Можете представить, что я почувствовал, когда появились афиши, сообщавшие, что группа приезжает в мой город? Не помню, так ли я ждал первого орального секса с любимой девушкой. Чтобы поподробнее рассмотреть мумийтролльное шоу, я решил пойти не на стадион, а в клуб «Mad Wave».
Клуб неудобно расположен. Самый край Васильевского острова: проедешь на квартал дальше — и упрешься в Финский залив. У охранника было лицо, будто ему постоянно хочется спросить: «Непонэл?» Он поискал мою фамилию в списке приглашенных. Долго водил по одежде металлоискателем. С растопыренными руками я напоминал самому себе пойманного герильеро.
Разумеется, на концерт аккредитовались все, кто только мог. Коллеги-журналисты потели и пили один на всех лимонад. Я поздоровался и отпил из общей бутылки. Потом покурил, сходил в туалет и на обратном пути встретил Шута.
— О! И ты здесь?
— Привет. Как дела?
— В клубмены подался?
— На себя посмотри.
— Как ты прошел? Билеты стоят больше, чем твоя квартира.
— Я аккредитован. Пресса ходит по клубам бесплатно.
Разговаривая, Шут смотрел куда-то вбок и поводил плечами, как штангист перед жимом. Ему не нравилось, что я тоже здесь.
— С кем ты?
— С коллегами.
Он поискал глазами столик прессы. Презрительно скривился. Такие морды строят наемные убийцы из боевиков категории «Би». Задираете уголок рта и одновременно прищуриваете глаз. У Шута получалось очень похоже.
Мы подошли к стойке. Он сказал: «Два пива!» Бармен-иллюзионист выхватил бокалы из заднего кармана моих джинсов. Я сказал, что денег у меня маловато. Шут не обратил внимания. Пачка купюр у него в руках была толстая.
— Ничего себе! Ты стал богатым парнем?
— Наживаю понемногу.
— Как интересно?
— Кто спрашивает о таких вещах?
— Я спрашиваю.
— Сказано: на-жи-ва-ю.
Когда-то у него на голове цвели сальноватые вихры. Теперь черная шерстка плотно облегала бугристый череп. Уши беззащитно оттопыривались. Несколько лет жизни Шут провел в казарме мореходного училища. Тогда он одевался опрятно и неброско. Сейчас на нем был желтый пиджак в веселенькую клеточку. В вороте шелковой рубахи виднелось униформенное золотое распятие.

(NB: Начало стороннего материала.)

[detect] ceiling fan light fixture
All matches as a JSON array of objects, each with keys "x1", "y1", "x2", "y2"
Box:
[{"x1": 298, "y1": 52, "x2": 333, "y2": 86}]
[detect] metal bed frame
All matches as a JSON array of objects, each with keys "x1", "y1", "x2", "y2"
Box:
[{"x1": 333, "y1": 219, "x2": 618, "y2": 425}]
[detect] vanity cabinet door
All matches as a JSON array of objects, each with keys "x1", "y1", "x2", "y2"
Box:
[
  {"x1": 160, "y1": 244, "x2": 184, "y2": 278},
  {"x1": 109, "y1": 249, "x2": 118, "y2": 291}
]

— Ты все пьешь? Смотри, козленочком станешь. Выглядишь черт знает как.
Сам он не пьет. Хотя сегодня немного можно. Он ходит в спортзал. Ест белок, тягает штангу, парится в сауне. Комплекс хороший и очень дорогой. Я спросил, когда он уходит в очередной рейс. Шут снова скривился и сказал, что это особый разговор.
— Как Света?
— Шубу ей недавно купил. Хорошую, очень дорогую. Она тоже ходит в комплекс. У нее там солярий.
— Зачем в такую погоду ходить в солярий?
— Машину собираемся купить.
— Я думал, ты уже давно купил. Что-нибудь хорошее и очень дорогое.
— Купишь тут!
Он облокотился на стойку и почесал ладонь. Она была похожа на совковую лопату.
— Скоро коммерсантик один денег даст. Тогда и куплю. Животное, бля. Коммерсантик просил подождать, так что пока... Ну, и люди помогут. Так что куплю. Скоро уже.
— Вы так и не расписались? Я имею в виду со Светой?